Currently, the best AIDS treatment requires patients to take two to four pills a day. Less than a decade ago, many patients had to take 25 to 30 pills a day, often at precise times and under specific conditions such as with food, making it extremely difficult for patients to stick to the complex schedule. Missing doses makes it easier for the virus to mutate and become resistant to medication.

In the first collaboration by competing AIDS drug makers, Bristol-Myers Squibb Co. and Gilead Sciences Inc. formed a joint venture to test and market a single pill combining three widely used medicines from two different classes of AIDS drugs.

Because the three individual drugs already are on the market, the once-a-day combination could be approved and on sale as soon as the second half of 2006, David Rosen, a spokesman for Bristol-Myers Squibb, said Monday.

"To have it all in a single pill is terrific," Dr. Anthony Fauci, director of the National Institute of Allergy and Infectious Diseases, told The Associated Press.

The combination pill will include Sustiva, made by Bristol-Myers Squibb. It also will include two AIDS drugs made by Gilead Sciences of Foster City, California"The latter two drugs are from the same class of AIDS drugs, but they block copying of the AIDS virus at two different points early in its replication cycle. Sustiva is from a different class of drugs and attacks the virus later in the cycle.

The pill is for people diagnosed HIV-positive who have never taken HIV medicines before.

The two companies will have to combine the component drugs so that the single pill is absorbed the same, has identical effects, lasts in the body as long and has the same shelf life, said Robert Lipper, vice president of biopharmaceutics research and development at Bristol-Myers.

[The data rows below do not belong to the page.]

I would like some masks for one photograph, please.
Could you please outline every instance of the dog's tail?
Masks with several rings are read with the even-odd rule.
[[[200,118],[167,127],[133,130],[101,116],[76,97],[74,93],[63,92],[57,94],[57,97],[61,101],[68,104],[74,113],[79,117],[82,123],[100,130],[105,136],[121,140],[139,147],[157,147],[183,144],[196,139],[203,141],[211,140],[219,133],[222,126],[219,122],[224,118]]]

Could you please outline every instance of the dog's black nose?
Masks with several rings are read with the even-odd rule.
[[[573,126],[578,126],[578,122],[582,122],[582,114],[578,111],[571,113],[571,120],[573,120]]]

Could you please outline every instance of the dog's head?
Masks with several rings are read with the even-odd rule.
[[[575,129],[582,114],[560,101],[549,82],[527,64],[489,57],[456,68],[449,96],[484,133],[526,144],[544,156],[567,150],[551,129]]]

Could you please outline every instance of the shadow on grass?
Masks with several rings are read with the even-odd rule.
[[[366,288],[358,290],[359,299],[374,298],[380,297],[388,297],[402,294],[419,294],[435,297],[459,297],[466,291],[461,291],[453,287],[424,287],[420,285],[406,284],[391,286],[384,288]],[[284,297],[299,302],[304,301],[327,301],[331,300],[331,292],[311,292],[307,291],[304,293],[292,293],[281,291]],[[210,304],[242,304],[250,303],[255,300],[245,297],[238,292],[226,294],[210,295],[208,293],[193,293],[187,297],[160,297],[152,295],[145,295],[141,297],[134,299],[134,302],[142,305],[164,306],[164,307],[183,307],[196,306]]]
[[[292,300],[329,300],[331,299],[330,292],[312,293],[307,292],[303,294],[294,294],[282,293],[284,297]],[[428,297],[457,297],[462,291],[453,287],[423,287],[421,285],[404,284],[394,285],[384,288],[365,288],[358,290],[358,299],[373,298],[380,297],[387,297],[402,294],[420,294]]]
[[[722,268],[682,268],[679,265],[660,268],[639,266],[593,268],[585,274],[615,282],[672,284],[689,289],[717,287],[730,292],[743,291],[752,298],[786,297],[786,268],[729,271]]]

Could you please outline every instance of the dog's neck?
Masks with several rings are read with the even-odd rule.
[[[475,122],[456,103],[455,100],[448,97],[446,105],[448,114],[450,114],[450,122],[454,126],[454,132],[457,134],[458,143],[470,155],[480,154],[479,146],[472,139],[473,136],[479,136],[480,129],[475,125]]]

"It's the first time ever that two companies with competing products have worked together," said Dr. Michael Saag, director of the AIDS Center at the University of Alabama at Birmingham. "This is something patient advocates and a lot of physicians have been pushing for for over a decade."

Fauci also said such partnerships are crucial. "We hope it's the beginning of future collaborations," he said.

The three drugs in the combination, which are becoming the treatment of choice, together cost $900 (euro673) to $1,000 (euro747) a month. Rosen said it is too soon to say how much the companies will charge for the single pill.

The combination does not include a protease inhibitor, a class of drug that has been standard in recent years but that also carries many side effects.